A Workforce Strategy for the Future
Falcon’s commitment to its employees extends beyond training. The company employs a well-being coach, offers financial literacy programs, and acts on feedback from regular employee surveys.
“Our philosophy is full-life well-being,” Barlund explains. “We want people to be financially stable, healthy, and engaged. That’s good for them, and it’s good for Falcon.”
Automation is part of that equation—but as an enabler, not a replacement. The long-term vision is to eliminate low-skill operator roles by transforming them into skilled positions with career paths.
“Every role in our plants matters. What we’re focused on is using automation to expand opportunities” she says. “Helping our people grow into more technical, higher-skilled positions that create long-term career paths.”
Anchored by Values in a Changing Market
In half a century, Falcon has seen seismic shifts in manufacturing technology, globalization, and customer expectations. Through it all, the company’s constant has been its operating ethos: do business with integrity, invest in relationships, and treat employees as long-term partners.
That philosophy was tested early, in 1997, when Don Bender considered selling his stake to his largest customer. The deal was contingent on layoffs and restructuring that conflicted with his principles. He walked out and bought full control instead.
“That’s the culture we’ve inherited,” says Jenn. “It’s our responsibility to keep it alive, even as we grow and modernize.”
Looking Toward the Next 50 Years
Falcon’s next chapter will be defined by advanced automation, expanded capabilities, and continued diversification across industries.
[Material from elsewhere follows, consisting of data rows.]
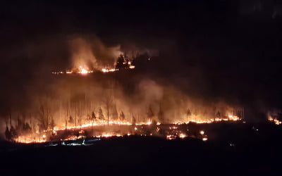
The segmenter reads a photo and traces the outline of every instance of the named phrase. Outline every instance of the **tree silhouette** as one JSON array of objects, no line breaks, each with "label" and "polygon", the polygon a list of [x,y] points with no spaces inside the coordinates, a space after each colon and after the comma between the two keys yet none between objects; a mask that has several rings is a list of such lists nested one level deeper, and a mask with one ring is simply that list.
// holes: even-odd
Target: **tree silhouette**
[{"label": "tree silhouette", "polygon": [[121,119],[121,121],[123,121],[125,119],[125,115],[124,115],[123,111],[121,111],[119,115],[119,119]]},{"label": "tree silhouette", "polygon": [[116,105],[114,104],[113,108],[111,111],[111,118],[114,120],[116,120],[118,118],[118,111],[116,110]]},{"label": "tree silhouette", "polygon": [[8,140],[8,141],[11,141],[12,139],[12,135],[11,134],[10,130],[8,130],[8,123],[7,122],[6,122],[5,137],[6,137],[6,139],[7,140]]},{"label": "tree silhouette", "polygon": [[161,123],[163,122],[163,120],[164,120],[164,112],[163,112],[163,110],[162,110],[161,106],[159,106],[159,114],[158,114],[158,119],[159,119],[159,122]]},{"label": "tree silhouette", "polygon": [[152,110],[151,106],[149,106],[149,110],[148,110],[148,113],[147,113],[147,115],[149,118],[149,120],[150,122],[152,122],[152,118],[154,117],[154,113],[153,113],[153,111]]},{"label": "tree silhouette", "polygon": [[191,119],[191,111],[188,108],[186,111],[186,118],[187,120],[188,120],[189,119]]},{"label": "tree silhouette", "polygon": [[116,61],[116,70],[119,70],[121,68],[128,68],[128,58],[127,58],[125,56],[121,54]]},{"label": "tree silhouette", "polygon": [[94,113],[94,111],[92,111],[92,113],[91,114],[91,120],[96,120],[96,115],[95,115],[95,113]]},{"label": "tree silhouette", "polygon": [[105,120],[105,118],[104,117],[104,114],[103,114],[103,111],[102,110],[101,107],[99,108],[98,118],[99,118],[99,120]]}]

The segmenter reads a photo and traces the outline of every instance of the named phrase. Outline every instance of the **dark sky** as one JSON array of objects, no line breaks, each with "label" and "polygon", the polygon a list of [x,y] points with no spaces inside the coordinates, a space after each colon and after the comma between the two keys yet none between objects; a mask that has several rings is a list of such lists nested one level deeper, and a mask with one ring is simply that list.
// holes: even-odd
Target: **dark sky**
[{"label": "dark sky", "polygon": [[157,50],[151,72],[183,92],[282,108],[282,4],[245,1],[1,2],[0,105],[69,65],[70,38],[96,36],[124,51]]}]

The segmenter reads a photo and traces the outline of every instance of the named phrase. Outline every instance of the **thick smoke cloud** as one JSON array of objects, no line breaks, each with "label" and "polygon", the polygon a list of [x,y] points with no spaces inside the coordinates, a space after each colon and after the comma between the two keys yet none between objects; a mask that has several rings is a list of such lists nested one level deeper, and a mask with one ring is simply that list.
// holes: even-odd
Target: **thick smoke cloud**
[{"label": "thick smoke cloud", "polygon": [[[243,106],[246,116],[255,120],[268,108],[281,108],[277,3],[119,4],[5,3],[0,29],[1,119],[10,112],[15,118],[36,116],[44,103],[61,117],[59,102],[66,106],[63,101],[85,92],[94,99],[95,111],[104,108],[111,80],[119,110],[145,116],[151,106],[157,116],[161,107],[168,121],[183,118],[188,107],[212,116],[218,109]],[[113,65],[120,54],[145,53],[152,61],[130,77],[51,75],[83,64]]]}]

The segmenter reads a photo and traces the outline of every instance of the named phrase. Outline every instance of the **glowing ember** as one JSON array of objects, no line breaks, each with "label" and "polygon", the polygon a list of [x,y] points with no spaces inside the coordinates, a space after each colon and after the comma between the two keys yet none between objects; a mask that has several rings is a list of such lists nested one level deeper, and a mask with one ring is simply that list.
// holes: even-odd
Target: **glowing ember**
[{"label": "glowing ember", "polygon": [[185,138],[185,137],[186,137],[187,136],[185,134],[183,134],[183,133],[180,133],[180,134],[179,134],[179,137],[180,138]]}]

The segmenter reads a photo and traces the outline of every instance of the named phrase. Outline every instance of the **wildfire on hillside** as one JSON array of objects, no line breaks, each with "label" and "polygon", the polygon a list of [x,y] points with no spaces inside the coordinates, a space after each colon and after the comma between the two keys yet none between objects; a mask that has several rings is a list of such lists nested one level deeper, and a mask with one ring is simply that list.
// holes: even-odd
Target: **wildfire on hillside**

But if you ask Barlund what she hopes will define Falcon in 2075, her answer is simple: “The same culture that made me want to be here in the first place.”
She’s even considering a symbolic gesture to reinforce that continuity—a time capsule to be opened at the company’s 100th anniversary. “Every employee could put something in it,” she says. “We’ll include a copy of this article.”
Why Falcon Plastics Matters In an industry where automation is often framed as a threat to jobs, Falcon offers a different model—one where technology is a means to growth and better wages, not workforce reduction. In a market where price wars can erode trust, Falcon shows how long-term relationships with customers and suppliers can yield resilience and profitability.
And in a manufacturing landscape where consolidation and private equity ownership are the norm, Falcon remains an independent, family-owned player that has not only survived but thrived for five decades.
As the company enters its second half-century, the challenge will be to sustain that balance—scaling operations without diluting culture, embracing automation without sidelining people, and pursuing growth without compromising integrity.
If the past 50 years are any indication, Falcon Plastics is up for it.